Impactos para os principais candidatos
Lula tende a intensificar a associação entre as medidas adotadas pelos Estados Unidos e a defesa da soberania nacional. Sua comunicação reforça a narrativa de resistência a pressões externas e preservação da autonomia brasileira. A ampla repercussão desse discurso nas redes sociais amplia sua mobilização entre eleitores de centro-esquerda e segmentos nacionalistas.
Flávio Bolsonaro concentra sua comunicação na reconstrução da relação estratégica com os Estados Unidos. Seu discurso prioriza cooperação em segurança pública, alinhamento com Donald Trump e apoio à classificação do PCC e do Comando Vermelho como organizações terroristas. Essa estratégia reforça sua identificação com o eleitorado conservador ao incorporar pautas de segurança e aproximação com Washington. As tensões entre Brasil e Estados Unidos elevam o peso da política externa na campanha presidencial, o que deixa de ocupar apenas o debate diplomático e passa a diferenciar as estratégias eleitorais dos principais candidatos.
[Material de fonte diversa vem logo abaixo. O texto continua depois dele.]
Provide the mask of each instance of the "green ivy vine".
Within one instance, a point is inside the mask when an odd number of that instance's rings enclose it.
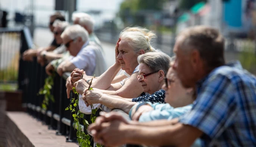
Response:
[[[54,73],[52,75],[49,75],[45,78],[44,81],[44,85],[42,88],[40,89],[38,93],[40,95],[44,95],[44,97],[42,103],[42,109],[47,110],[47,107],[49,105],[49,100],[51,100],[53,103],[55,102],[53,96],[51,94],[51,90],[53,85],[53,79],[55,77]]]
[[[90,85],[91,85],[91,84]],[[89,90],[93,90],[92,87],[89,87]],[[73,90],[75,94],[78,93],[76,90],[75,87],[73,87]],[[77,141],[78,142],[80,146],[81,147],[92,147],[91,145],[91,142],[92,138],[91,139],[90,135],[88,134],[86,134],[82,130],[82,126],[80,124],[80,122],[82,121],[84,125],[84,127],[85,127],[86,129],[87,129],[89,123],[88,121],[84,118],[84,114],[81,112],[78,109],[78,102],[79,101],[79,96],[78,96],[76,98],[75,98],[72,99],[71,102],[69,104],[69,106],[66,108],[65,110],[70,110],[71,113],[75,112],[72,115],[74,118],[73,126],[75,129],[76,129],[76,137]],[[96,118],[95,116],[96,113],[98,110],[96,108],[94,109],[92,105],[90,105],[92,109],[92,114],[91,115],[91,120],[92,123],[94,122]],[[101,147],[101,146],[99,144],[97,144],[97,147]]]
Impactos para os demais candidatos
Os candidatos posicionados no centro do espectro político tendem a enfrentar maior dificuldade para disputar a atenção do eleitorado diante da crescente polarização em torno das relações entre Brasil e Estados Unidos. A centralidade do tema reduz o espaço para discursos moderados e pressiona essas candidaturas a definir posições mais claras sobre soberania nacional, alinhamento internacional e cooperação em segurança.
Candidatos da direita não diretamente associados ao bolsonarismo, como Tarcísio de Freitas, Romeu Zema ou Ronaldo Caiado, caso integrem a disputa presidencial, tendem a incorporar parte da agenda de segurança pública e de aproximação com Washington. Da mesma forma, eventuais candidaturas de centro-esquerda deverão reforçar discursos relacionados à defesa da autonomia brasileira e da condução independente da política externa. O impacto dessa dinâmica dependerá da evolução das tensões diplomáticas e da relevância que o tema adquirir ao longo do calendário eleitoral.
O que a Index prevê?
Diante das eleições presidenciais brasileiras, os candidatos tendem a reforçar sua presença em meios midiáticos a fim de atrair eleitores e aumentar sua popularidade para as eleições.
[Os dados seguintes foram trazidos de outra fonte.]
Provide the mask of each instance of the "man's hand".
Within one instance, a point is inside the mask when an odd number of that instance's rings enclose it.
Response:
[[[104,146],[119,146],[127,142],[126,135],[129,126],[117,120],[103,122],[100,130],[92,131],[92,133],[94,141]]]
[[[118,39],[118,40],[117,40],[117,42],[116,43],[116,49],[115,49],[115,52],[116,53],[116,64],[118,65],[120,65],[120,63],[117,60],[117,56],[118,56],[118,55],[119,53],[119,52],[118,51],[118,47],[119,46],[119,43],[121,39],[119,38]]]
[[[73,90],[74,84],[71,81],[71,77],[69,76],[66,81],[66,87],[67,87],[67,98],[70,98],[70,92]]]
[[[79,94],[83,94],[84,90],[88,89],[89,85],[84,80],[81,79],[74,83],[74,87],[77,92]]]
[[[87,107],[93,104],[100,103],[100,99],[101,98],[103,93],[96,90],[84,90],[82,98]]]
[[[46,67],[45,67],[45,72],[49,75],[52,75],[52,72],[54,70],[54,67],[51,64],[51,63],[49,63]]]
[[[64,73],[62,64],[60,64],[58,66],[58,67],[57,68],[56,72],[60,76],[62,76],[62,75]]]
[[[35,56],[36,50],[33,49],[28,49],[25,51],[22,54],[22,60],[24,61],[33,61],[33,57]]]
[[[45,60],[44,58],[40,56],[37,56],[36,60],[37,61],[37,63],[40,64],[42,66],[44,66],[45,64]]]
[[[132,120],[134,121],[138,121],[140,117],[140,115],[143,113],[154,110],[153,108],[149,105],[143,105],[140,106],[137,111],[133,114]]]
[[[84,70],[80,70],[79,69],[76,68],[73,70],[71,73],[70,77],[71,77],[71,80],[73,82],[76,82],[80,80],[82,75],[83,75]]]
Lula, o atual presidente do Brasil, deve reforçar sua postura política e midiática de defesa da soberania brasileira, ao moldar sua campanha em torno da melhora da segurança pública quanto à ameaça do PCC e do CV.
É possível que Lula também se aproxime dos EUA de forma indireta, como por acordos econômicos ou comerciais, para não descontentar seus eleitores que não apoiam a submissão política aos Estados Unidos.
Flávio Bolsonaro deve fortalecer sua relação com o presidente Donald Trump a fim de mostrar uma aliança estável com uma potência mundial admirada pela extrema direita e pelos eleitores do candidato à presidência. Bolsonaro poderá prometer em sua campanha a denominação das organizações criminais brasileiras como terroristas e apoiar a intervenção americana em território brasileiro como um meio para melhorar a segurança pública.